NIH offers up ground-breaking dataset on adolescent brain development and health
Key Takeaways
The National Institutes of Health (NIH) recently released a dataset nonpareil taken from the Adolescent Brain Cognitive Development (ABCD) Study, the largest US longitudinal study of brain development and child health, with contributions from leading experts in the fields of adolescent development and neuroscience.
The NIH released data obtained from the study’s first 4,500 participants. The information takes up about 30 terabytes of data—three times the magnitude of the entire collection at the Library of Congress.
According to the NIH, the dataset “will be available to scientists worldwide to conduct research on the many factors that influence brain, cognitive, social, and emotional development.”
The release includes high-quality baseline data from 9- and 10-year old children, including the following:
- participant demographics
- culture and environment
- neurocognition
- physical and mental health assessments
- substance use
- biological data (ie, pubertal hormone analysis)

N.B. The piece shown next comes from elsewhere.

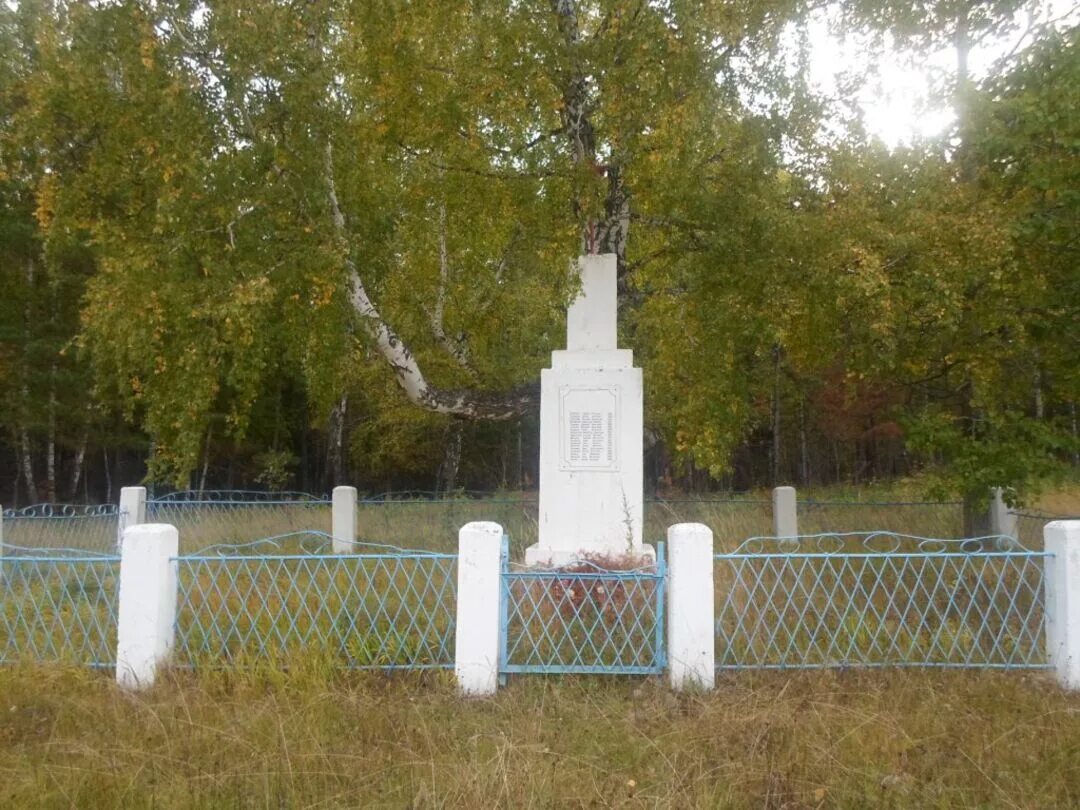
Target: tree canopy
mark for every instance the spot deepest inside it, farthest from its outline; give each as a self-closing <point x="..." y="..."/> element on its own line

- tabulated structural and functional neuroimaging
- minimally processed brain images
“Sharing ABCD data and other related datasets with the research community, in an infrastructure that allows easy query, data access, and cloud computation, will help us understand many aspects of health and human development. These datasets provide extraordinary opportunities for computational neuroscientists to address problems with direct public health relevance,” says Joshua A. Gordon, MD, PhD, director of NIMH, Washington, DC.
By design, the ABCD study includes a diverse population reflective of US demographics, with recruitment from 21 study sites throughout the country. Enrollment is not yet complete. To date, 7,637 children have been enrolled, including 1,238 twins/multiples. The goal, by the end of 2018, is a total of 11,500 children, who will be followed for 10 years. Researchers will collect data semi-annually and annually via interviews and behavioral testing. Neuroimaging will be done every 2 years to measure changes in brain structure and function.
With the availability of this dataset, researchers will be able to test research questions that will better inform future policy and public health decisions. For instance, researchers can now examine how sports injuries affect developmental outcomes. Or, how genetic and environmental factors impact brain development.
“By sharing this interim baseline dataset with researchers now,” says Nora D. Volkow, MD, director of the National Institute on Drug Abuse (NIDA), Washington, DC, “the ABCD study is enabling scientists to begin analyzing and publishing novel research on the developing adolescent brain. As expected, drug use is minimal among this young cohort, which is critical because it will allow us to compare brain images before and after substance use begins within individuals who start using, providing needed insight into how experimentation with drugs, alcohol and nicotine affect developing brains.”